Files
MosaicIQ/mosaiciq-performance-audit-optimization-plan.md

15 KiB

MosaicIQ Performance Audit & Optimization Plan

Scope

This revision is based on the current code in MosaicIQ/ and a fresh production build.

Verified baseline:

  • The main Vite entry chunk is still large: dist/assets/index-RcdHjVMm.js is 825.72 kB minified and 246.79 kB gzipped.
  • The app already lazy-loads ResearchMode, SettingsPage, and ResearchGraph.
  • The research backend opens a new SQLite connection inside spawn_blocking for every repository call.
  • The research UI reloads the full workspace projection after note, ghost, and workspace events.

Corrected Executive Summary

The biggest problems are not “lack of React.memo” or “missing async SQLite” in the abstract. The real bottlenecks are:

  1. research and news repository calls pay per-call SQLite connection setup cost and serialize a lot of work through spawn_blocking.
  2. Workspace reads are duplicated and amplified: the backend assembles projections sequentially, and the frontend re-fetches the entire projection after many small events.
  3. Background job processing can race.

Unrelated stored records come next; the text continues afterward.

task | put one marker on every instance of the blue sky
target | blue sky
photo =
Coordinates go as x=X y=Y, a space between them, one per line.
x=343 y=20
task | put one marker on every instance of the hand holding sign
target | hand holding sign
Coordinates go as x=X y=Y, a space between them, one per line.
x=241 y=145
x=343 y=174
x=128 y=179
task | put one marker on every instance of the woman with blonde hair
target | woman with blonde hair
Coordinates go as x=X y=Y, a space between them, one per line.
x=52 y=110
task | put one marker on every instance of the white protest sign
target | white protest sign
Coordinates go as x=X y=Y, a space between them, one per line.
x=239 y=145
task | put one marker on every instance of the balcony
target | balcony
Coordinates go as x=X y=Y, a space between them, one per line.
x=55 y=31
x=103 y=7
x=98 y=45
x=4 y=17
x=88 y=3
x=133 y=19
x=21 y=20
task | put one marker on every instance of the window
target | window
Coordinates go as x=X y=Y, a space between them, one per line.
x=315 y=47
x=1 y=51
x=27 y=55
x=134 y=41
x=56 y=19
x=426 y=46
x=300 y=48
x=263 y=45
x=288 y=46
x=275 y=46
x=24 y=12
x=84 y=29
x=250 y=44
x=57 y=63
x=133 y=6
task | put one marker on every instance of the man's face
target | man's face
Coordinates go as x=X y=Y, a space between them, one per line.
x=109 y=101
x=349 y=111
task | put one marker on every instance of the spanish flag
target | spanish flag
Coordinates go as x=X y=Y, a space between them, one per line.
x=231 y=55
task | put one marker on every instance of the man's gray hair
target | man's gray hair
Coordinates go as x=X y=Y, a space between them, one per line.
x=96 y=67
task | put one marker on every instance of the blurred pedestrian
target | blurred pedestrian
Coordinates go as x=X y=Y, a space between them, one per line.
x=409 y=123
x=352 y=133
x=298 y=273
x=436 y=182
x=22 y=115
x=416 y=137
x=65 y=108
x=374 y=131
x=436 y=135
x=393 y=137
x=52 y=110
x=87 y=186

The scheduler loop and kick_job_processor() both call process_due_jobs(), but claiming work is not atomic.
  4. Several hot paths still do N+1 work: list_sources_by_ids, note-save loops after link inference, and repeated audit trail fetches for the same selection.
  5. Bundle size is a real issue, but the fix is targeted dependency splitting and measurement, not generic manualChunks by component file.

P0: Fix Correctness + High-Leverage Latency First

1. Make job claiming atomic before adding concurrency

Why this is first:

  • spawn_research_scheduler() runs every 3 seconds.
  • kick_job_processor() also spawns ad hoc processors on note capture, note update, and retry.
  • process_due_jobs() reads due jobs, then marks them running in a separate step.

That means two runners can observe the same queued job and both process it.

Files:

  • src-tauri/src/research/pipeline.rs
  • src-tauri/src/research/service.rs
  • src-tauri/src/research/repository.rs

Evidence:

  • spawn_research_scheduler() loops forever and calls service.process_due_jobs().await.
  • kick_job_processor() also spawns process_due_jobs().
  • list_due_jobs() and mark_running() are separate operations.

Recommended fix:

  1. Replace “list then mark” with a single transactional claim method in the repository.
  2. Ensure only one background processor is active at a time, or gate concurrent processors with a mutex/semaphore.
  3. Only consider parallel per-job execution after claim semantics are safe.

Implementation sketch:

pub async fn claim_due_jobs(&self, limit: usize) -> Result<Vec<PipelineJob>> {
    self.with_connection(move |connection| {
        let tx = connection.transaction()?;

        let jobs = {
            let mut stmt = tx.prepare(
                "SELECT entity_json
                 FROM pipeline_jobs
                 WHERE status IN (?1, ?2)
                   AND (next_attempt_at IS NULL OR next_attempt_at <= ?3)
                 ORDER BY updated_at ASC
                 LIMIT ?4"
            )?;
            // read rows here
        };

        for job in &jobs {
            tx.execute(
                "UPDATE pipeline_jobs
                 SET status = ?2, updated_at = ?3, entity_json = ?4
                 WHERE id = ?1 AND status IN (?5, ?6)",
                params![/* updated running job */],
            )?;
        }

        tx.commit()?;
        Ok(jobs)
    }).await
}

Success criteria:

  • A job ID is never processed twice in logs for one enqueue.
  • kick_job_processor() no longer creates overlapping workers.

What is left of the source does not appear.